I’m not calling anyone idiots. I am merely pointing out that Leavers said similar “that’s not going to happen” things about Brexit to what you’re saying. And we’re completely wrong.
And the fact that they said it in the face of any logic or sense, made them stupid.
An expulsion of each others citizens is a ludicrous suggestion, it didn’t happen in any other EU countries independences, and from a country with 300 years of ties with the monarch mostly living in the other country, it isn’t even slightly likely. CTA will be established, borders will be agreed, either open or enforced and that’s it. If a vote is made, there will be months of work to get to a day when the country actually is fully independent, with currency and borders.
What is this even? Alot of Northern English would receive far greater investment by Westminster as a counter to the newly minted statelet above them.
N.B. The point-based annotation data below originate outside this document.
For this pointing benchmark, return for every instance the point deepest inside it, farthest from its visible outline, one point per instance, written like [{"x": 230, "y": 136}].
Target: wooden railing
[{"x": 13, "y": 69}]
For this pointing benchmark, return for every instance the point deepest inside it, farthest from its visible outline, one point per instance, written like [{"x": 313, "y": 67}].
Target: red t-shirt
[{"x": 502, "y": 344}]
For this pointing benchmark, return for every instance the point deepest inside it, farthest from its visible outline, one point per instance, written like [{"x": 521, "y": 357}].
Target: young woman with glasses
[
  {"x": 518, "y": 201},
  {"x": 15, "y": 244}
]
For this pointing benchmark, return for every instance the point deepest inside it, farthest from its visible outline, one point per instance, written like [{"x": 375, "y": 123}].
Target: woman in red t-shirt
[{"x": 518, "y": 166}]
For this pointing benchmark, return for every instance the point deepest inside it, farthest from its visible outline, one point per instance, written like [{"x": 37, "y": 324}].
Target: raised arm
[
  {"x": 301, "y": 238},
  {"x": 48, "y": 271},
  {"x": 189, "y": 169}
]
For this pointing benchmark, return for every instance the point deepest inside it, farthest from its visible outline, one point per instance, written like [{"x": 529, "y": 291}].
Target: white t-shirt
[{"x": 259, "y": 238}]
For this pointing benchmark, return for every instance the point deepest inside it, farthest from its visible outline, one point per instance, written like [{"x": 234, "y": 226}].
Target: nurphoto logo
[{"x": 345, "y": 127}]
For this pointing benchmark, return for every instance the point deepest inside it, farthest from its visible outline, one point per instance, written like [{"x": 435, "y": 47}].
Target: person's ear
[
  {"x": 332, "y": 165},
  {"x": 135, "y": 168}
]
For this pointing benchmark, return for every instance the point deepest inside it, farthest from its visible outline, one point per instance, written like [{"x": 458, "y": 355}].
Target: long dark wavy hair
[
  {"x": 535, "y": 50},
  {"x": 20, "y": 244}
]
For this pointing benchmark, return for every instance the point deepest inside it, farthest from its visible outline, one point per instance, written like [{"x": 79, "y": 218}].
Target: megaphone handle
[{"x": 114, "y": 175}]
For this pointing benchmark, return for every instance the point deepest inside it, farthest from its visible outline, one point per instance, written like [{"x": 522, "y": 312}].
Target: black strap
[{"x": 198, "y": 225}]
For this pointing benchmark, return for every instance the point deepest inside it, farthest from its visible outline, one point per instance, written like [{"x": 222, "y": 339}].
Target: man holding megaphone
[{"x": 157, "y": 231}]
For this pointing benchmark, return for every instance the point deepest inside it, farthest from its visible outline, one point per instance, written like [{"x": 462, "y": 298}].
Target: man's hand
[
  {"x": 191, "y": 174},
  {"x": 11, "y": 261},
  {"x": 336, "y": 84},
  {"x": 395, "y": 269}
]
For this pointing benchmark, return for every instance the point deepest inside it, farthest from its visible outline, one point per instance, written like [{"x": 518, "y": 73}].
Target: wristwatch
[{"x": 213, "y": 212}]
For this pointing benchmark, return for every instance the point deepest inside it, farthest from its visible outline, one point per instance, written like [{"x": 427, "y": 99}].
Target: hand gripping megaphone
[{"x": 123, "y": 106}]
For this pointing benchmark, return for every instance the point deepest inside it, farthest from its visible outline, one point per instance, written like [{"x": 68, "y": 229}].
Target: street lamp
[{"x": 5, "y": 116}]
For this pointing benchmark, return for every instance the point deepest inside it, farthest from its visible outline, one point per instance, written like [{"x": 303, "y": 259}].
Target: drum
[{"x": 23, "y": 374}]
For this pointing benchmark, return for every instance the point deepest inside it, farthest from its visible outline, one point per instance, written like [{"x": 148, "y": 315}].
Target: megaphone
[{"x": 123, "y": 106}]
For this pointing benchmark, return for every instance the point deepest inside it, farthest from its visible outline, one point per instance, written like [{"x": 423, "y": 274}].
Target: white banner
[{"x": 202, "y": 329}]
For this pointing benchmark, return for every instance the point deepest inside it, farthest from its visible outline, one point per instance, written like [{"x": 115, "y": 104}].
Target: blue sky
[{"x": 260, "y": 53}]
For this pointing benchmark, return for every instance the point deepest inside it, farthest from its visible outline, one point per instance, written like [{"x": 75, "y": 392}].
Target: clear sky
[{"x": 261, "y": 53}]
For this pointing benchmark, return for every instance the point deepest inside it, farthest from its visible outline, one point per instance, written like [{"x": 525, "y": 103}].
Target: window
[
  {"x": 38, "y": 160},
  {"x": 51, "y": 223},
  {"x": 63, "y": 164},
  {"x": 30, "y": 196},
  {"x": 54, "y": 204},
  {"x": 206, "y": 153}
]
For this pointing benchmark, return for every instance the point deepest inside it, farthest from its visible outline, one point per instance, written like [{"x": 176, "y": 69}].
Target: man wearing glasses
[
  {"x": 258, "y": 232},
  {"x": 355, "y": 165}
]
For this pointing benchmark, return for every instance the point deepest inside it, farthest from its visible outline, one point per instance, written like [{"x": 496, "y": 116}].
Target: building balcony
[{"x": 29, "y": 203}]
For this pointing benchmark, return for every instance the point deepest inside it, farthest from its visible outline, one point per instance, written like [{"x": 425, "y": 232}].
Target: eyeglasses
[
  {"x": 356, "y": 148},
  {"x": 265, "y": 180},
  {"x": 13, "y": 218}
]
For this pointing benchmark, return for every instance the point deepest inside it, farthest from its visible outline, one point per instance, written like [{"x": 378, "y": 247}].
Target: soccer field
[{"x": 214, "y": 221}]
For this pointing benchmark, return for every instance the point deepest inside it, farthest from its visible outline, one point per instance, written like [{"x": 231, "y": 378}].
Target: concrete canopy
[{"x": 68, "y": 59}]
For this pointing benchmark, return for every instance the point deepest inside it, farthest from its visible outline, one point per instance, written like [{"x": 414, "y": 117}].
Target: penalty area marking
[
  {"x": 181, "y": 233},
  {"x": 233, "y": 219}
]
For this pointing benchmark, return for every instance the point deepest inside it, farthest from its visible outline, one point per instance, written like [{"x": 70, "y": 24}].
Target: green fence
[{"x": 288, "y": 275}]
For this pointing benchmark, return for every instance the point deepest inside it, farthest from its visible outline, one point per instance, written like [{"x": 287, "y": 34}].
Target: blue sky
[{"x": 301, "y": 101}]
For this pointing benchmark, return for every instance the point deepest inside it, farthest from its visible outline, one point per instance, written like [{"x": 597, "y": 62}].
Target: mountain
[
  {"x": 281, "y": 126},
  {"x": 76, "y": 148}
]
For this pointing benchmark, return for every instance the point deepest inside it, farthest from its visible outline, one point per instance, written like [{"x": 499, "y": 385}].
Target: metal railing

No Brit thinks the Balkanisation of the British isles is a good idea.
No it won’t, the prospect of an independent Scotland having access to the EU and the RUK without any checks won’t be palatable to an English electorate, as you can’t explain it away like you can with the ROI due to NI
“No Brits think that Balkanisation of the British Isle is a good idea”?
Are you now dismissing the 2.2 million Scots who voted for the SNP, and thus independence as “Not Brits”?
Explain why I can’t. And don’t just say it. Explain.
The English won’t have a choice about an independent Scotland. The details after that are up to the disruption involved, and stop making out the CTA is some sort of byproduct of the Good Friday agreement, and not set up 101 years ago on Irish Independence.